Likewise, for you and me, a grateful heart becomes equally powerful when we consistently offer thanks. This sacred act becomes especially potent when offered in the midst of life’s contrary circumstances.
Furthermore, I am convinced that thanksgiving embodies a spiritual law that God established in creation. Just as surely as the law of gravity draws us to the ground, the law of thanksgiving positions us to draw better situations into our life as we say “thank you” for the blessings we have.
Indeed, favor rests upon those who live in the spirit of thanksgiving. The Bible records how ten lepers came to Jesus asking for mercy. Scripture says, “they were cleansed,” of the disease. Afterwards, all ten went their way, but one returned to say “thank you.” To him, the Lord said, “Your faith has made you whole.”

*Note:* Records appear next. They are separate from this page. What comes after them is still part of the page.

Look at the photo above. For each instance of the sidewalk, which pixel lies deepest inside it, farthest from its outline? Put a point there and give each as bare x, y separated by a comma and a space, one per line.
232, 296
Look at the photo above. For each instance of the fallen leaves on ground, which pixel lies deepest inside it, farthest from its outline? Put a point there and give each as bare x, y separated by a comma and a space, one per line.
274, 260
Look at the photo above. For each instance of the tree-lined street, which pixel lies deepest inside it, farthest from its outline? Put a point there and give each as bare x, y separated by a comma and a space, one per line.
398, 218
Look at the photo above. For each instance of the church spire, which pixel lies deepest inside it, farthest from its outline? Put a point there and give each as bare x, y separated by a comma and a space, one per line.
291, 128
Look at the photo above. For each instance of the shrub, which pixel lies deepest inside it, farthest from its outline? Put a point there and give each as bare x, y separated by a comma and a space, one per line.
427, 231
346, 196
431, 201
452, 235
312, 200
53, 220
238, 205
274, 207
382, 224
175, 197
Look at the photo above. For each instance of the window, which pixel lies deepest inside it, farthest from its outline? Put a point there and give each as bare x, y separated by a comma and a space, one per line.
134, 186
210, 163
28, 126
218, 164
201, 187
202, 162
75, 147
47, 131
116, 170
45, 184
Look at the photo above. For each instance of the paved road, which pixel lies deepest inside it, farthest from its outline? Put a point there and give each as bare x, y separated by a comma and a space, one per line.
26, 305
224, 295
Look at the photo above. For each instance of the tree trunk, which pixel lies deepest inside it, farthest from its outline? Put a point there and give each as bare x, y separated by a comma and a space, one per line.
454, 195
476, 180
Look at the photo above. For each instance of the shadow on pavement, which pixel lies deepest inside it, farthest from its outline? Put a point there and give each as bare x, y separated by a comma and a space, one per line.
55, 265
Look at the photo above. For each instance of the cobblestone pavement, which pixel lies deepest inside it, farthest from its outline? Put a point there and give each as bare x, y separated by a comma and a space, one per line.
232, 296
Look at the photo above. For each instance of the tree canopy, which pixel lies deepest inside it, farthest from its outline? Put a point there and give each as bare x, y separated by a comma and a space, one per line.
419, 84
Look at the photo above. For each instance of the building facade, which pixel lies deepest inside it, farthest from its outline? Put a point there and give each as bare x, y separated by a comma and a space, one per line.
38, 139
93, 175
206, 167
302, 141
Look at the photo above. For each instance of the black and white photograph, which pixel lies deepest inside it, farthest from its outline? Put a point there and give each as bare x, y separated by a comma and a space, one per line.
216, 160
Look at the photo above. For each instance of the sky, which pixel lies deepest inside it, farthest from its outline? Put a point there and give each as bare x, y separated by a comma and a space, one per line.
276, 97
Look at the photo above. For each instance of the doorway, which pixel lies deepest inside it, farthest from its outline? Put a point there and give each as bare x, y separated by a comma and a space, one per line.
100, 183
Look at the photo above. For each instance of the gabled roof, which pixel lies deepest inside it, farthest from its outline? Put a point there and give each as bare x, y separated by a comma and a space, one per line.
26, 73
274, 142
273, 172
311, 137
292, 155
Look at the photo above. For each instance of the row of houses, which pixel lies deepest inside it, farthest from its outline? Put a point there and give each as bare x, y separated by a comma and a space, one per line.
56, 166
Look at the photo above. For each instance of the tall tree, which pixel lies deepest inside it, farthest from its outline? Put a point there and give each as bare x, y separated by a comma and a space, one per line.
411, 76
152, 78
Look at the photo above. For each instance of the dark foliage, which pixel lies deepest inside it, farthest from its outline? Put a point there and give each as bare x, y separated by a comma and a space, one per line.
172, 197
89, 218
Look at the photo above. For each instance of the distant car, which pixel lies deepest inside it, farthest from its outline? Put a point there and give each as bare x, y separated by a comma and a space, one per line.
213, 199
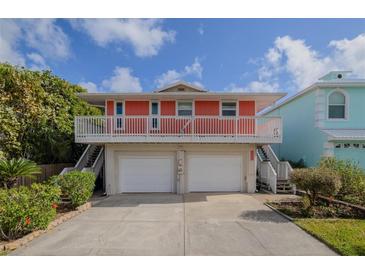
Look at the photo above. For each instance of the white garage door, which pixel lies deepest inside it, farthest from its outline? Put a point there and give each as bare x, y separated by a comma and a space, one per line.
146, 173
214, 172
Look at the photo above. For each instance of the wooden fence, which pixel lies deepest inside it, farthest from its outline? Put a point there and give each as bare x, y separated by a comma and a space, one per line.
46, 172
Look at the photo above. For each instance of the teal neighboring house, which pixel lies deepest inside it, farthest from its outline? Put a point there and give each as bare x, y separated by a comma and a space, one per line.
325, 119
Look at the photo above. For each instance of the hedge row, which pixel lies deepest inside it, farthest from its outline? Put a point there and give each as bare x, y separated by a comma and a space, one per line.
27, 208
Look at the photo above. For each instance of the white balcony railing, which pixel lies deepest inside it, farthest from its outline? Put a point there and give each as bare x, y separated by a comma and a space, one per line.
214, 129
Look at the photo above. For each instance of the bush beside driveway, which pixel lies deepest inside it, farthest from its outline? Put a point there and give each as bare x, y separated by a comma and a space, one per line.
168, 224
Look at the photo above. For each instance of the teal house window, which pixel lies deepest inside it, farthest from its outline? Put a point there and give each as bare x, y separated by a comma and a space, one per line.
337, 106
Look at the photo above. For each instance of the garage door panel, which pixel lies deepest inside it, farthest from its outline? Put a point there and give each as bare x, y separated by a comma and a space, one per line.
146, 174
214, 173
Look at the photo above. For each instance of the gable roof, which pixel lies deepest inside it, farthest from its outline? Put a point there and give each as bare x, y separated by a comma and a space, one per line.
180, 84
318, 84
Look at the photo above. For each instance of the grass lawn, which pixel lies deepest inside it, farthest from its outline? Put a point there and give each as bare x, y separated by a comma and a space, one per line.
346, 236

Now, I am not sure of the difference between “cleansed” and “whole,” but I have the feeling that “whole” is better. A simple “thank you” opened the way for greater blessing. Grateful people get favor—it follows the law of thanksgiving.
In addition, two good men, Paul and Silas, were imprisoned in a first century prison for sharing their good news. In a dark, damp, rat infested cellar, these “offenders” decided to sing praises to God. One Bible translation says they “gave thanks.” As they did, the law of thanksgiving was enacted and the prison doors forced open! Rather than run, Paul and Silas stayed put and shared their story with their jailers. Such is the spirit of grateful people.

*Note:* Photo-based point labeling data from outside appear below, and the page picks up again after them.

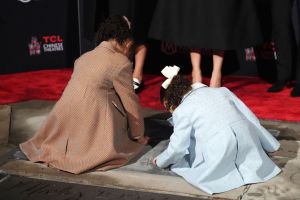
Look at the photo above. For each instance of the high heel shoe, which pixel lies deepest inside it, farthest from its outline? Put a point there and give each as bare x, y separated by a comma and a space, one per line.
137, 85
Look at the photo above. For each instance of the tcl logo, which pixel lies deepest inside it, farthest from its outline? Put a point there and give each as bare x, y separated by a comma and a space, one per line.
52, 39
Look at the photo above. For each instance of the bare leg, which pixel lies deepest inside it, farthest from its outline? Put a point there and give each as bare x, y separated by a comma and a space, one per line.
196, 62
216, 76
140, 55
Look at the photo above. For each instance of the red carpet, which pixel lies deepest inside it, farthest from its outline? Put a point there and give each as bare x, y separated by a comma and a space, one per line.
49, 85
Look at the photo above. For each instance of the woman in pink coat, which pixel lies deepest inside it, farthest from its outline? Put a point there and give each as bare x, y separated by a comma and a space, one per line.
96, 124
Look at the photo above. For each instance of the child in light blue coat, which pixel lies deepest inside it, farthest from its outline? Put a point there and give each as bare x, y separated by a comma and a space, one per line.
218, 144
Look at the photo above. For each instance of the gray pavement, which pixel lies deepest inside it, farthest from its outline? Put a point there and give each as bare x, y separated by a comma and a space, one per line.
139, 175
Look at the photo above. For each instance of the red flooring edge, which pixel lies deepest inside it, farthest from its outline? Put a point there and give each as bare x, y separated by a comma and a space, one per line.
49, 85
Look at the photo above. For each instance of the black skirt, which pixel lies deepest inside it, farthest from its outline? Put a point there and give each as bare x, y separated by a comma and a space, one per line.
211, 24
139, 13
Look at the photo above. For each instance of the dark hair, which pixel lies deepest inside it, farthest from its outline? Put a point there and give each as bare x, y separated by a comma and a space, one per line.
114, 27
174, 93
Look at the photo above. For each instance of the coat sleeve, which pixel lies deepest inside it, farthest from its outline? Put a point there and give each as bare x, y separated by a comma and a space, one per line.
268, 142
179, 142
124, 88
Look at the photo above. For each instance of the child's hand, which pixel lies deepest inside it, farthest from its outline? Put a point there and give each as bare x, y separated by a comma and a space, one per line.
154, 161
143, 140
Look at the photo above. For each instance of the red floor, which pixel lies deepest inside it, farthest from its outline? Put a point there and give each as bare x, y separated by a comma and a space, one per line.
49, 85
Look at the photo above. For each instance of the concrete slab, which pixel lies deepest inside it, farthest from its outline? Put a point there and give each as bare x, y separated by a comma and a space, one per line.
139, 174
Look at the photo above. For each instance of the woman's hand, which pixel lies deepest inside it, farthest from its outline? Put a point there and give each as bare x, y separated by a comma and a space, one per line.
154, 161
143, 139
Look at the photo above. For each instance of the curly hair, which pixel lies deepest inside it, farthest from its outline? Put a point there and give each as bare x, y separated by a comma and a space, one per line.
114, 27
173, 95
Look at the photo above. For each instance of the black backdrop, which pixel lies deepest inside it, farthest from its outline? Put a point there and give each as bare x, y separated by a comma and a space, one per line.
47, 34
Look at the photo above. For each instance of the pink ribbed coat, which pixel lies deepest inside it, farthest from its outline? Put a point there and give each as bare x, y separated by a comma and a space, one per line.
91, 125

What prison are you in today? Is it an emotional prison? A financial prison? Are you locked up with guilt, worry, discouragement or disappointment? Are you imprisoned with a habit you cannot break free from?
I know at least part of the remedy. Begin everyday giving thanks for the good things in your life. Forget about the bad stuff and concentrate on the blessings. Do as the song says, “Count your blessings.” Write them down if you have to. Over time, a force will be released through the gratitude you offer.
And in case you do not think you have anything to be grateful for, what about that breath you just took—the one you breathed as you read the last line? That deserves a “thank you,” don’t you think? Start with that and you are on your way.
Happy Thanksgiving! And “thank you” for reading.